McGregor, who is now the head of the Secret Service, is really cracking the whip on new agent Kelsey Innes, and I suppose there is a good reason why he is so hard on her because McGregor was treated the same way. But right now, there’s more important business to attend to, because the Vice-President has a schemed plan to kill his boss and take over. To achieve this, he has brought on board international hitwoman Nina Stahl (Grauer) and her brother, a hacker, who intends to take out Harrison in Seattle during a ceremony with aid from a mole in the local Secret Service office. Grant Coleman (Savant), the wilderness guide from the first picture, is also back and I must say, his endurance is commendable because his attempts at proposing to Alex have not only failed repeatedly but to top it all off, his girlfriend looks nothing like she did in the last movie.
The idea is still somewhat goofy, but at least the menace here is real, with Stahl being a fairly decent enemy visible to McGregor, Innes, et al. She also adds a nice touch of feminine mystique to her job, and I was rather taken aback to witness an openly incestuous undertone involving her sibling. There seems to be some hint of Stahl having come in from another series altogether. Once more, it contrives to be rather frustrating that Grant ends up having to do so much, in this instance facing off with Nina, while Alex is slogging her way up the mountain toward the assassin. Still, the heroine does get some blows in, and outsmarts everyone else first.
As opposed to the First Daughter, it seems that the majority of the people involved here are relatively intelligent or, at the very least, act as if they are. The irritating teenage Presidential daughter who is apparently covered in tattoos these days has not been sighted nor heard from and her absence truly does feel like a step in the right direction.
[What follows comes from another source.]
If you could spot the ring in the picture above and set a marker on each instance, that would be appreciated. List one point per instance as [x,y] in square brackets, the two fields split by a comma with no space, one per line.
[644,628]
The movie is still quite limited in scope as a TV film, and the cuts to commercials are always painfully clear, even if they don’t correspond with the Tubi commercial breaks which does not help the situation however. Still, I was certainly amused, and if I had watched this on TBS when it first came out at the turn of the millennium I certainly wouldn’t have switched the channel. It nearly makes me want to re-evaluate First Shot and determine whether or not I was too critical of it. Almost.